Em muitos grupos, os jovens devem se submeter a um teste de coragem, a um sacrifício do qual nenhum escapa. Numa tribo brasileira, por exemplo, eles precisam enfiar a mão numa cumbuca fervilhante de marimbondos amarelos e deixá-la dentro até que o pajé mande tirar – se o desmaio de dor não vier antes. A Porta é unissex. As meninas índias, antes de serem autorizadas a paquerarem pela taba, também devem passar por rituais dolorosos. Podem ser marcas na pele feitas à brasa; jejuns e isolamentos, tatuagens e piercings de bambu espetados sem dó por alguma índia velha e emburrada.

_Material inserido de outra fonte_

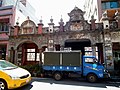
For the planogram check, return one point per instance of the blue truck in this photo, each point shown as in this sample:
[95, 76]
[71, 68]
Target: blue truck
[60, 64]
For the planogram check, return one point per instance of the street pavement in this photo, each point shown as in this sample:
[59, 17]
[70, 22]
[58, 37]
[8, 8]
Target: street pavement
[69, 84]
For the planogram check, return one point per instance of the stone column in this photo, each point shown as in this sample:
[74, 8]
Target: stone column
[40, 51]
[15, 56]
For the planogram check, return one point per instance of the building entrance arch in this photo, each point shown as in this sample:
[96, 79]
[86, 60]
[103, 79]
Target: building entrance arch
[27, 53]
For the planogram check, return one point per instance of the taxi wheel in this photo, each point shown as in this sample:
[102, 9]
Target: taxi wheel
[3, 85]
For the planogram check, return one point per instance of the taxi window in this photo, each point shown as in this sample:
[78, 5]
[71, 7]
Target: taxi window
[6, 65]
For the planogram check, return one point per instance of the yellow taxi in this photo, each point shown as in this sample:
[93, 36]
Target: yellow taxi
[12, 76]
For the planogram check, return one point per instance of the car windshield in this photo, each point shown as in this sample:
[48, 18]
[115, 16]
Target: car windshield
[5, 65]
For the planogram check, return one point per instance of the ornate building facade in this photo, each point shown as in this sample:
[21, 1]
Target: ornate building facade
[28, 41]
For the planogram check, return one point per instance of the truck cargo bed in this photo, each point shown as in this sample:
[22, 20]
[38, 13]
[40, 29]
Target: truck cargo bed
[62, 68]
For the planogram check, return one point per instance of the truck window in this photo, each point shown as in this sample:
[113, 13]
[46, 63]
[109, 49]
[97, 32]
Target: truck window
[91, 60]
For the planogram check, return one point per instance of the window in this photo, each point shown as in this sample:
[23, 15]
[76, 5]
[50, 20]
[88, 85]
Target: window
[30, 54]
[1, 2]
[4, 27]
[109, 5]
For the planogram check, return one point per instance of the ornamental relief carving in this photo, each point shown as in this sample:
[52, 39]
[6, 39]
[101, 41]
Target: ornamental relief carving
[115, 35]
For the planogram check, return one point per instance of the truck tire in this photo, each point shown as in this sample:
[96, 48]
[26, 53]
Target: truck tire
[91, 78]
[3, 85]
[57, 76]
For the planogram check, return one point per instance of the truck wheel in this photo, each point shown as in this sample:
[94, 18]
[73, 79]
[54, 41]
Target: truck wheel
[57, 76]
[91, 78]
[3, 85]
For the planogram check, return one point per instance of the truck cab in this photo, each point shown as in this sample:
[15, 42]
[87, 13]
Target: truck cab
[93, 70]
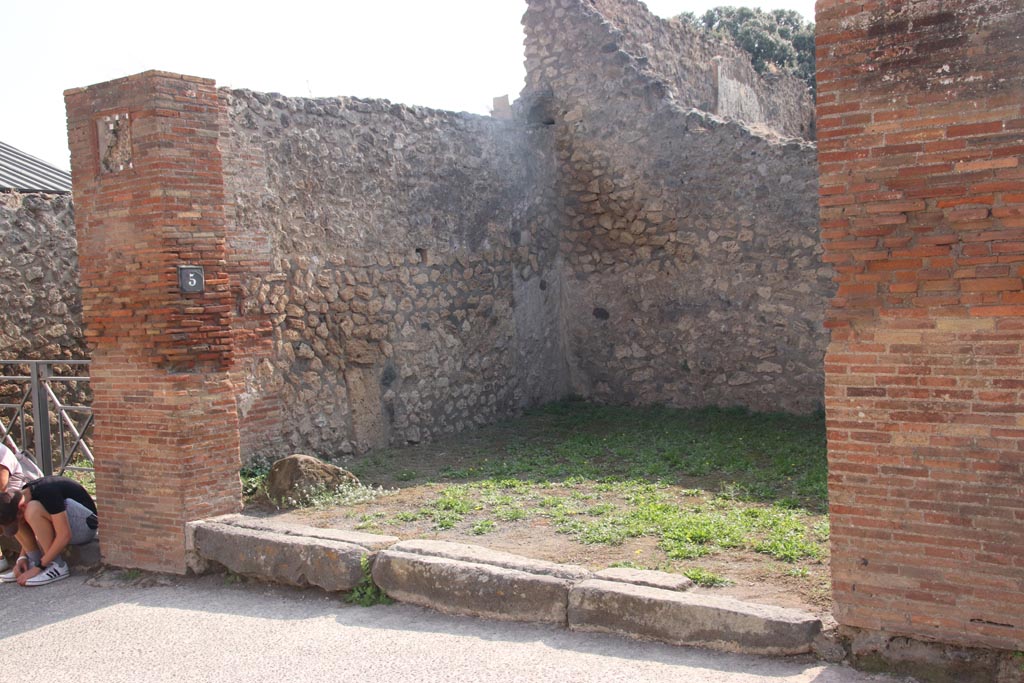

Vencida a dor, os jovens cheios de moral sobem ao degrau de cima na visão da aldeia. Finalmente, tornaram-se adultos – homens e mulheres – com direito a desfrutarem dos privilégios dessa condição. Podem agora acompanhar os guerreiros nas caçadas, dançar nos festins, acasalarem-se (oba!) e, sobretudo, serão considerados cidadãos, provedores e defensores da tribo.

Os antigos podiam ser cruéis, mas bobos eles não eram. Ao inventarem esses rituais, associando a transição a alguma experiência dolorosa, eles evitavam que o jovem adulto tivesse uma recaída e resolvesse virar criança outra vez. E acho que esse é o problema: muitos jovens de hoje ficam indo e vindo através da Grande Porta. Reparem: o indivíduo pega o carro da família (coisa de adulto), mas enche a cara, sai a mil por hora e bate (coisa de criança irresponsável); em seguida diz que assume as consequências (coisa de homem), mas acaba se refugiando no colo do pai e da mãe na hora de encarar o prejuízo e as chamadas penas da lei (voltou a ser criança).

Antigamente, virar homem era usar calças compridas, fumar, beber e passear na zona. Quanta besteira! Hoje, ser adulto não quer dizer apenas transar, ter carro ou cartão de crédito. Implica, também, em aprender a dizer “não” para si mesmo; a economizar a grana; a passar apertos; a morar sozinho (ou com a gata), a lavar a louça e as cuecas – e mais uma infinidade de novas atitudes e compromissos.

De boa, Neco: você vai passar o resto da vida pedindo suco pra sua mãe, cara?